One financial crimes analyst said the allegations, if substantiated, would point to a larger ecosystem.
“The lending itself would only be one component,” the analyst said. “The bigger question is where the forex was sourced, how it moved, and whether the proceeds were externalised.”
That question may become increasingly relevant if the commercial case prompts broader regulatory scrutiny.
The High Court formally registered the matter on 1 April 2026.
The summons, issued under the authority of Justice Msungama, requires Makrani to respond to claims seeking not only repayment but a full accounting of the transactions.
Jada is seeking recovery of K190,361,917.81 described as excess interest unlawfully charged.
His legal team argues that the case is not simply about recovering money.
It is about testing whether courts will intervene in informal financial arrangements that exploit gaps created by Malawi’s economic distress.
“This matter raises broader public interest questions,” said one commercial lawyer following the case.
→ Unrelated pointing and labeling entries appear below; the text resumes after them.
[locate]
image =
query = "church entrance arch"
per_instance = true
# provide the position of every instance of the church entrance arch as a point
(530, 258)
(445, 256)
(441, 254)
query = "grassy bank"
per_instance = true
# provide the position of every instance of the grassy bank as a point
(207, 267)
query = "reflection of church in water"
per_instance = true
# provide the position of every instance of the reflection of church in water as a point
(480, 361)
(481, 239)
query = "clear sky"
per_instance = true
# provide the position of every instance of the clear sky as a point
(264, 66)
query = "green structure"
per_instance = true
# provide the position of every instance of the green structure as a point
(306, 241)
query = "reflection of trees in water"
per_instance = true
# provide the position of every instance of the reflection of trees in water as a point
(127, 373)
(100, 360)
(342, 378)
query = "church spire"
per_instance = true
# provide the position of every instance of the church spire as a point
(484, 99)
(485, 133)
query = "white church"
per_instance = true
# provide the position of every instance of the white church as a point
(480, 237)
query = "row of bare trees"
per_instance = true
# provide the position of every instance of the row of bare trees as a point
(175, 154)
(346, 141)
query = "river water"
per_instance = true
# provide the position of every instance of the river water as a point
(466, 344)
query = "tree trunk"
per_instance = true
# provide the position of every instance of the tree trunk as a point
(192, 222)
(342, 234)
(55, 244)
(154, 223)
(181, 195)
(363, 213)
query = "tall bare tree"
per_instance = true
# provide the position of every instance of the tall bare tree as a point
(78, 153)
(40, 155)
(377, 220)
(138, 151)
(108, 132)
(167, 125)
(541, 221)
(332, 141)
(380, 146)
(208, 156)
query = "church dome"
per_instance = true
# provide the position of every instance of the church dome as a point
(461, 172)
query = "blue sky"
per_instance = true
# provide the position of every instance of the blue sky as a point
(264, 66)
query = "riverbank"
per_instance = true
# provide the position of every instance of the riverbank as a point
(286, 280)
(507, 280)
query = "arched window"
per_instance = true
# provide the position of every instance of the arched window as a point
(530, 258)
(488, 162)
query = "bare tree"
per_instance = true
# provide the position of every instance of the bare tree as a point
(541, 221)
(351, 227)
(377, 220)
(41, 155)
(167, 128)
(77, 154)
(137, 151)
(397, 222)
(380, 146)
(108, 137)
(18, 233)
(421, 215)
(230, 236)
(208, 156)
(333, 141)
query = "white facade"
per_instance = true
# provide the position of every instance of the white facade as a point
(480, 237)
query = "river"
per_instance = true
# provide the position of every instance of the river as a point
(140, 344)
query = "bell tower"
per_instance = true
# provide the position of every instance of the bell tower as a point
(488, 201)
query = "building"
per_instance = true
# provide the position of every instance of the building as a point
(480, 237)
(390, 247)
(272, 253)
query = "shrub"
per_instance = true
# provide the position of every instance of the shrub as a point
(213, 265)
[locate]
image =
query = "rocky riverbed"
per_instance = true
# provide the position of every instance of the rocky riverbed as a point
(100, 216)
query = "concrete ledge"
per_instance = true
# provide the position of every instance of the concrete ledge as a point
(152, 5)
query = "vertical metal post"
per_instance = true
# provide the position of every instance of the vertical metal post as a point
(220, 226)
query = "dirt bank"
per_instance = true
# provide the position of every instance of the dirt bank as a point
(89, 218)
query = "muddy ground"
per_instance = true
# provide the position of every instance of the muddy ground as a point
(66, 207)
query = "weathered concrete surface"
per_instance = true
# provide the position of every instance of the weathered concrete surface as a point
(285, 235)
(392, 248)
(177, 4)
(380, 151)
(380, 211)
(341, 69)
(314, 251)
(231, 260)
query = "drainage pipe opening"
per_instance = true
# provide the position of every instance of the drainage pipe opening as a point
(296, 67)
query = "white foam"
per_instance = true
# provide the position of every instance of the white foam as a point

When formal financial systems fail to meet urgent market needs, informal alternatives emerge. The issue is whether those alternatives operate lawfully.”
The answer could have significant implications for Limbe’s business community, where informal lending arrangements are widely acknowledged but rarely litigated.
Among traders in Limbe, the existence of informal forex lenders is an open secret.
Business owners describe a parallel financial ecosystem that thrives on speed, discretion, and access to dollars that formal banks often cannot provide.
The cost of that access, however, can be extreme. Borrowers facing urgent supplier deadlines often accept terms they would reject under normal circumstances.
That dynamic creates fertile ground for exploitation.
What makes the Makrani case significant is that it has transformed what was once whispered about in trading circles into a matter of public record.
Court proceedings will now test allegations that have long circulated informally.
At its core, the case is also an indictment of Malawi’s broader forex crisis.
Where official systems fail to provide timely access to foreign currency, informal markets inevitably fill the gap.
The question is whether those markets operate as necessary commercial alternatives—or as predatory systems that profit from scarcity.
For now, that question sits before the High Court. As the case proceeds to mediation and potentially trial, it may do more than determine liability between two businessmen.
It may expose how deeply Malawi’s forex crisis has reshaped commercial survival—and how, in the shadows of formal finance, desperation can become one of the most profitable commodities of all.